Join us on Facebook!
— Written by Triangles on April 27, 2020 • updated on May 02, 2020 • ID 80 —
...and the crucial role it plays in modern operating systems.
Computers are complex machines designed to perform a simple task: to run programs — browsers, text editors, web servers, video games, ... — that operate on data — photos, music, text files, databases and so on.
When not in use, such programs and data live peacefully in the hard drive, the device responsible for keeping information alive even if your computer is turned off. Running an application means to ask the processor (a.k.a. Central Processing Unit or CPU) to read and execute the machine instructions that make up the computer program, along with any additional data processing.
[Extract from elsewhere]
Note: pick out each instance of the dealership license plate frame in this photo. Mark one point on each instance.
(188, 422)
Hard drives store huge amount of information, yet they are terribly slow. Way slower than the processor: a CPU that reads instructions from a hard drive directly would become a serious bottleneck for the whole system. For this reason, the program and its data are first copied to the main memory (a.k.a. Random Access Memory or RAM), another storage hardware component smaller than a hard drive but much faster, so that the processor can read instructions from there without speed penalties.
The main memory can be seen as a long list of cells, each one containing some binary data and marked with a number called the memory address. Memory addresses span from 0 to N, based on the amount of main memory available in the system. The range of addresses used by a program is called the address space.
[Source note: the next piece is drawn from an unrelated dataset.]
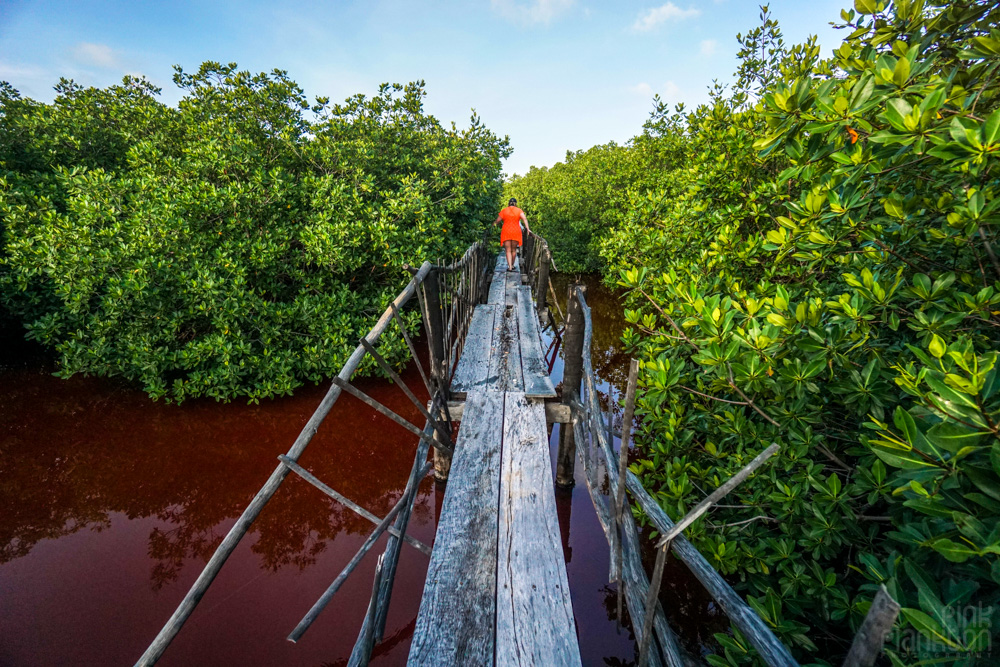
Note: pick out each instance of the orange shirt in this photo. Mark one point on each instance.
(511, 214)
In the beginning of the computer history (and also nowadays in embedded systems), programs had access to the entire main memory and its management was left to the programmer. Writing software for those machines was challenging: part of the developer's job was to devise a good way to manage RAM accesses and make sure that the whole program would not overflow the available memory.
Things got trickier with the advent of multitasking, when multiple programs could run on the same computer. Programmers had to face new critical issues:
So it was pretty obvious to hardware architects in the early 1960s that a form of automatic memory management could significantly simplify programming and fix the more critical memory protection problem. Eventually they came up with what is known today as virtual memory.
In virtual memory, a program does not have direct access to physical RAM. Instead, it interacts with an illusory address space called virtual address space. The operating system works together with the processor to provide such virtual address space and convert it, sooner or later, into the physical one.
Every memory access is performed through a virtual address that does not refer to the actual physical location in memory. A program always reads or write the virtual address, and it's completely unaware of what is going on in the underlying hardware.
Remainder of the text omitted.